Parsing Exceptions in Downstream Code	Compression split sentences mid-way, breaking JSON boundaries.	Enforce JSON output format schema checking and prevent middle-sentence splits.
Slow Execution / Latency Spikes	Vector DB indexes are not using HNSW mappings, forcing full table scans.	Create HNSW indexes on vectors with cosine operations enabled.
Corrupted State Files	Concurrent write maneuvers occurred during agent restarts.	Use atomic write routines (temp file creation then OS replace).

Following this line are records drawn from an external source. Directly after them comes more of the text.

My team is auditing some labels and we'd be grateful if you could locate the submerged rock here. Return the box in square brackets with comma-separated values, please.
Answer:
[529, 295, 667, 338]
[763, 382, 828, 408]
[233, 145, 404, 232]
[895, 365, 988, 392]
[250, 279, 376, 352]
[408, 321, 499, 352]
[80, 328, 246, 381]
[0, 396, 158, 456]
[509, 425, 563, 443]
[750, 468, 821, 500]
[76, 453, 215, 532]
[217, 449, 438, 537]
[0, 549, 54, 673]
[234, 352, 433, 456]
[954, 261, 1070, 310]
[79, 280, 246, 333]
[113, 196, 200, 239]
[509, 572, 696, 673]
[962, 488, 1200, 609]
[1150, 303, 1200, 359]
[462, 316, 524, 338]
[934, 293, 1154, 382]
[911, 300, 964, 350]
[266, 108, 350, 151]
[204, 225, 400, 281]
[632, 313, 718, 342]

Complete Multi-Turn Execution Scenario

Let's inspect how the pipeline behaves under a continuous multi-turn debugging cycle:

[Start Session] ──► Inject System Goal
                         │
[Turn 1] ──► User sends error trace ──► Scoring ranks logs high ──► LLM answers
                                                                          │
[Turn 2] ──► User asks general questions ──► Semantic search fetches docs ┘
                                                 │
[Turn 3] ──► Log size exceeds limit ──► Sliding Window evicts Turn 1 logs
                                                 │
[Turn 4] ──► User changes topic ──► Drift check triggers Reset ──► Clean history

Rules and Guidelines

Rule 1: The system instruction block must be placed at the absolute start of the context window.
Rule 2: Never mix system instructions and user-provided inputs without distinct structural delimiters (such as XML tags or markdown fences).
Rule 3: Do not run background loop timers or sleep commands. Use the system scheduler tool for time-based triggers.
Rule 4: Apply context changes incrementally. Do not rewrite system prompts during conversational turns unless a drift trigger occurs.
Rule 5: Store all state variables externally. The agent code must be stateless and capable of rebuilding context from the database or progress.txt at any point.

Reference Guides

Below are links to the reference guides detailing the algorithms, data schemas, mathematical formulations, and Python implementations used in this context engineering framework:

context-compression-strategies.md Provides context compression strategies, hierarchical summarization loops, and a sentence-level semantic pruning engine.
dynamic-injection-patterns.md Details dynamic on-demand context injection, vector store schemas (PostgreSQL pgvector, Qdrant), and cosine similarity and Maximal Marginal Relevance (MMR) formulations.
persistent-state-management.md Defines progress.txt layout specifications, JSON state validation schemas, and crash-resilient Python state machine adapters.
priority-scoring-algorithms.md Outlines priority ranking algorithms, exponential temporal decay formulas, token length penalties, and scoring engines.
sliding-window-implementations.md Explains ChatML message structures, FIFO eviction mechanisms, sliding context window calculations, and token-aware queue classes.
prompt-token-optimization.md Compares token footprints of JSON, XML, and Markdown formats, defines API cost estimation functions, and provides prompt minification tools.
memory-retrieval-architectures.md Covers tiered memory architectures (working memory, episodic execution traces, semantic knowledge), memory consolidation equations, and retrieval systems.
context-drift-mitigation.md Explores semantic drift, cosine distance calculations, conversation pruning techniques, and drift detection engines.

Handoff

For projects requiring vector database management, hand off to ai-vector-databases. For systems implementing core orchestrator loops, hand off to core-master-orchestrator. For general prompt styling guidelines, hand off to ai-prompt-engineering.